Üretici köylü tarımı anlattı: Tarım da bitiyor, biz de bitiyoruz
Mazota, gübreye, ilaca gelen zamlar üretici köylüyü üretimden tek tek koparırken, tarımsal destekler yetersiz kalıyor. Malatya'da gazetemize konuşan üreticiler hükümetin tarım politikasını eleştirdi.
Fotoğraflar: Evrensel
Berfin GÜLER
Malatya
Mazota, gübreye, ilaca gelen zamlar, aynı anda yaşanan yüksek kur ve yüksek faiz üreticiyi büyük darboğaza soktu. Geliri gübre, ilaç, mazot girdi maliyetlerini dahi karşılayamaz hale gelen çiftçi aracıların dahi kendilerinden daha fazla kazandığını söyledi.
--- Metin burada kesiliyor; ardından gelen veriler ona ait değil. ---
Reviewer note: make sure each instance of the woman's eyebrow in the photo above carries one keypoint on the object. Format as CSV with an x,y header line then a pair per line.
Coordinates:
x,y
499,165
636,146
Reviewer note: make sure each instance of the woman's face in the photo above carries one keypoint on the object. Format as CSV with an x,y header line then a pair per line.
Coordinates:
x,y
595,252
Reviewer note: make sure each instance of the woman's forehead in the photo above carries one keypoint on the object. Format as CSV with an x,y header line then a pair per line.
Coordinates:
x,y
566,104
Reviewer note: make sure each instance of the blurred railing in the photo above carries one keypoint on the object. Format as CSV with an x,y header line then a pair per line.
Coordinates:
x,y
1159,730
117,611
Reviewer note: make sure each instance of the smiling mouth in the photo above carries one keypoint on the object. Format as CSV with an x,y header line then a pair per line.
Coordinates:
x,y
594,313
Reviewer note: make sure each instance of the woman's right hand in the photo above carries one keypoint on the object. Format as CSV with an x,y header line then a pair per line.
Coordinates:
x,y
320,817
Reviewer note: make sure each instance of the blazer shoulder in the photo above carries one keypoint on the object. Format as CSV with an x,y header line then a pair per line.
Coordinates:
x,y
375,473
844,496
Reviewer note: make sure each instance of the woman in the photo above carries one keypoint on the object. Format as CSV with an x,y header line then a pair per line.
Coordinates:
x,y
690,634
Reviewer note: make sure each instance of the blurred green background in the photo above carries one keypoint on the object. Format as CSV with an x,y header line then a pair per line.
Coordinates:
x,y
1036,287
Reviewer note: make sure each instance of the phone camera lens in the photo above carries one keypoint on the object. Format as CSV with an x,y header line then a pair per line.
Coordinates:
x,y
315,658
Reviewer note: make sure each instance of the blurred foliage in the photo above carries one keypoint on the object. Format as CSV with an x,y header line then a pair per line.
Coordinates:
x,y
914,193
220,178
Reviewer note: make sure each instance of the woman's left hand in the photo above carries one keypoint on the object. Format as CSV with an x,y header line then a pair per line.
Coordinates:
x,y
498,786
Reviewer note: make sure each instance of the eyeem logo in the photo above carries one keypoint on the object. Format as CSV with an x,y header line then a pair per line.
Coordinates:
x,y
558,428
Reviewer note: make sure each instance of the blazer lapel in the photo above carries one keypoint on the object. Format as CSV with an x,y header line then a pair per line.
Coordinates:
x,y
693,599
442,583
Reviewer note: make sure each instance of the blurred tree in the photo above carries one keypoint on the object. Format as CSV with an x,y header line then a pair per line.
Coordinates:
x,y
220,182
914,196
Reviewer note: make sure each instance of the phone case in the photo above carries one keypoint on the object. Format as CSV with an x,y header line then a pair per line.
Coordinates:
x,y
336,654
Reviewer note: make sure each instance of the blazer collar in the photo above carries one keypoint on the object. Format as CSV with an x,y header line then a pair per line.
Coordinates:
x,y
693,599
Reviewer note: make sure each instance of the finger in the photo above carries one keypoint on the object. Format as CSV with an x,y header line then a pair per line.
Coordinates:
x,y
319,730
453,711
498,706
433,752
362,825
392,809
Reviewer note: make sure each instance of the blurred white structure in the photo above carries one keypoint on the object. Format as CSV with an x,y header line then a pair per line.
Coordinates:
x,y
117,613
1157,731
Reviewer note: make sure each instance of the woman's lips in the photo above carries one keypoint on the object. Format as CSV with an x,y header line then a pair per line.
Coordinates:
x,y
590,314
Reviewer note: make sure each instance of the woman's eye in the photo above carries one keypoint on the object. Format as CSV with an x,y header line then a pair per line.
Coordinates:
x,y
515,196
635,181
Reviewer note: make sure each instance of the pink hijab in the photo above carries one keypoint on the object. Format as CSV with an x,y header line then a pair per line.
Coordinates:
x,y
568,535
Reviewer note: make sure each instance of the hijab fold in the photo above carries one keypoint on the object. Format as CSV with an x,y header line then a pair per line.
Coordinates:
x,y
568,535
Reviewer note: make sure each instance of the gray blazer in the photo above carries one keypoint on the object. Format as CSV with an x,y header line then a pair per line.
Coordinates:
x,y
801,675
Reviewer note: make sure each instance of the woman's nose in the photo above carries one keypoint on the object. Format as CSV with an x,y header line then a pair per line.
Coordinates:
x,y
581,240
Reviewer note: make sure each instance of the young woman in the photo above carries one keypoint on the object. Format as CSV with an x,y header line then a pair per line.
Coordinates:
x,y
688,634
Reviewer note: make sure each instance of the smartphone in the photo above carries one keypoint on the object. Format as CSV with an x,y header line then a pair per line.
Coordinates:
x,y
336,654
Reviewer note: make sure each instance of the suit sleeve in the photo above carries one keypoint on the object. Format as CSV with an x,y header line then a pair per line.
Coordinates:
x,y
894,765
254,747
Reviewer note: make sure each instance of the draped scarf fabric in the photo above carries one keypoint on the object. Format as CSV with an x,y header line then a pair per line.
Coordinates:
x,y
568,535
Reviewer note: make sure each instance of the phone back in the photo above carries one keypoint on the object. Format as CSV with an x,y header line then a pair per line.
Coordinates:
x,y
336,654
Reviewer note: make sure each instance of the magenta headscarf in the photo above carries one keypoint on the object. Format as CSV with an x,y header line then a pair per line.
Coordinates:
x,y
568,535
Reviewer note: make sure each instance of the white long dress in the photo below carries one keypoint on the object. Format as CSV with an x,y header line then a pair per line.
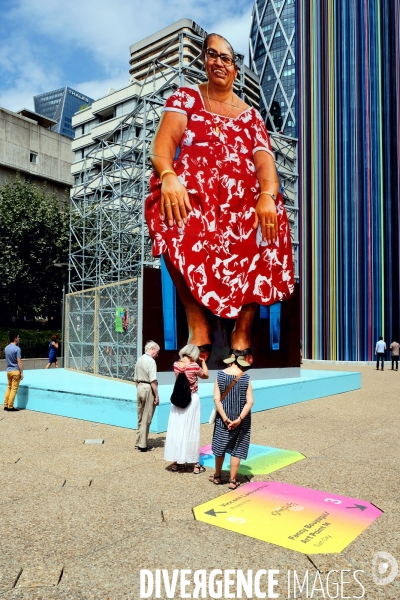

Hükümetin ekonomi politikaları çiftçiyi vurdu. Artan maliyetleri karşılayamayan üretici köylü Evrensel’e konuştu.
Üretici-çiftçi ve aynı zamanda zirai gübre ve ilaç satışı yapan Kemal Kırteke, “Son 1 yıldır hem mazot, hem gübre, hem de ilaç girdileri baya arttı. İlaç fiyatları yüzde 70-80 arttı. Geçen yıl bir depo bakır ilacımız 260 TL iken bu yıl bir depo bakır ilacı 420 TL. Zehir grubu yüzde 50-60 arttı. Geçen sene 15-20 TL’ye verdiğimiz en küçük şişe ilaçlar 30-35 TL oldu. Gübreyi biz geçen yıl 140 TL’den satarken bu yıl 400-500 TL’den satıyoruz. Herkes şikayetçi, üretici kazanmıyor. Üretici olarak biz bir şey kazanmıyoruz, malımız bizim elimizden çıktıktan sonra değerleniyor” dedi.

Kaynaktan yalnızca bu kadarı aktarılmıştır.